Kelvin Ma started a discussion around long-term-support (“LTS”) releases.

for those who don’t follow the Development topic, @mickeyl, @timdecode, and i have recently uncovered an alarming number of highly dangerous stack corruption bugs in the Swift 5.5 release toolchain.

setting aside the technical aspects of the stack corruption issues in Swift 5.5, which are detailed in the corresponding thread, i would like to kickoff discussions on whether it would be valuable for us to adopt some form of the concept of a “Long-Term Support” (LTS) release 8 in our release cycle, much like Ubuntu has been doing for some time.

Anders Bertelrud pitched a proposal to extend the plugin SwiftPM plugin API to provide more context.

SE-0303 introduced SwiftPM plugins, focusing in particular on build tool plugins (especially those that generate source code). To keep that proposal bounded, the type and amount of information available to a plugin was geared toward the task of generating build commands.

Before starting to consider new kinds of plugins, it seems prudent to expand the information available to plugins of all kinds. Future proposals might add specific APIs for particular kinds of plugins, but before that, it seems that a good starting point would be to give all plugins access to a distilled form of the package graph that SwiftPM already has internally. This should allow a wide latitude in terms of what any particular plugin wants to do.

I’d like to pitch a draft proposal for extending the API available to SwiftPM plugins, and would love to hear what everyone thinks.
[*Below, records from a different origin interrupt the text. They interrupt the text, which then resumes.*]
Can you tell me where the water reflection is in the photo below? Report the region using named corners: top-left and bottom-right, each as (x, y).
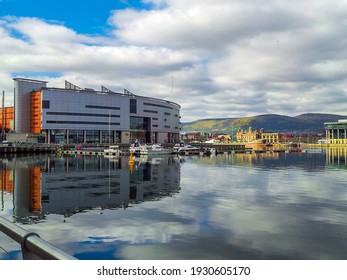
top-left (1, 156), bottom-right (180, 223)
top-left (0, 150), bottom-right (347, 260)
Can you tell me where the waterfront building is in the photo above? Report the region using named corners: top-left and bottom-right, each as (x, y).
top-left (0, 107), bottom-right (14, 132)
top-left (236, 127), bottom-right (281, 144)
top-left (324, 120), bottom-right (347, 144)
top-left (2, 78), bottom-right (181, 144)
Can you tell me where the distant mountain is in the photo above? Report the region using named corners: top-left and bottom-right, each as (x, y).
top-left (182, 113), bottom-right (347, 134)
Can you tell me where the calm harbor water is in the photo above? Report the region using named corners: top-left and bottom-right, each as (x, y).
top-left (0, 149), bottom-right (347, 260)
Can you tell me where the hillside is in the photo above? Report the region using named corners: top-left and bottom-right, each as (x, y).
top-left (182, 113), bottom-right (347, 134)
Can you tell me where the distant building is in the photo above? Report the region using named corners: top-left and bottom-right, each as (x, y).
top-left (324, 120), bottom-right (347, 144)
top-left (236, 127), bottom-right (281, 143)
top-left (0, 78), bottom-right (181, 144)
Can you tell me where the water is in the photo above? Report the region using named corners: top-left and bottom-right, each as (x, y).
top-left (0, 150), bottom-right (347, 260)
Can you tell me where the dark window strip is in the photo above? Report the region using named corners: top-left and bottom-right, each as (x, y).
top-left (47, 112), bottom-right (120, 118)
top-left (46, 121), bottom-right (120, 125)
top-left (143, 102), bottom-right (173, 110)
top-left (143, 110), bottom-right (158, 114)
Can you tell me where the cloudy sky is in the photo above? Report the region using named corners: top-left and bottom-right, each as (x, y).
top-left (0, 0), bottom-right (347, 122)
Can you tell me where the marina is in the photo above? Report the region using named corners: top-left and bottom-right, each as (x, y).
top-left (0, 148), bottom-right (347, 260)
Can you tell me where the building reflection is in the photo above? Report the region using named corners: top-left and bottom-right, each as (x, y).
top-left (1, 156), bottom-right (180, 223)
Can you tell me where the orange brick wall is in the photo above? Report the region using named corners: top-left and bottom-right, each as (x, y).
top-left (30, 91), bottom-right (42, 133)
top-left (0, 107), bottom-right (14, 132)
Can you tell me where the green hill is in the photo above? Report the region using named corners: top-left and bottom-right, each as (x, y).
top-left (182, 113), bottom-right (347, 134)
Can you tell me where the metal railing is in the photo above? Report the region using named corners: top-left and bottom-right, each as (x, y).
top-left (0, 217), bottom-right (77, 260)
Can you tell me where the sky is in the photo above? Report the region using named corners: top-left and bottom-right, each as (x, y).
top-left (0, 0), bottom-right (347, 122)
There’s an implementation in a PR in the SwiftPM repository.

Guillaume Lessard pitched a proposal to expand usability of withMemoryRebound.

The function withMemoryRebound(to:capacity:_ body:) executes a closure while temporarily binding a range of memory to a different type than the callee is bound to.

We propose to lift some notable limitations of withMemoryRebound and enable rebinding to a larger set of types, as well as rebinding from raw memory pointers and buffers.

Tim Condon updated us about async/await and the future of Vapor.

Drew McCormack pitched a proposal that would create standard library data structures designed for working with shared data in a concurrent system.

I want to propose such a type here: a branching resource.

A BranchingResource would be a type with a generic parameter for the payload it carries (ie the resource). The resource would begin with a single branch, called “main” or “trunk” or “truth”. The app could add as many auxiliary, named branches as it likes.

Pavel Yaskevich pitched an idea to enable multi-statement closure parameter/result type inference.

I propose to improve inference behavior of multi-statement closures by enabling parameter and result type inference from the closure body. This will make type inference less surprising for developers, and remove the existing behavior cliff where adding one more expression or statement to a closure could result in a compilation failure.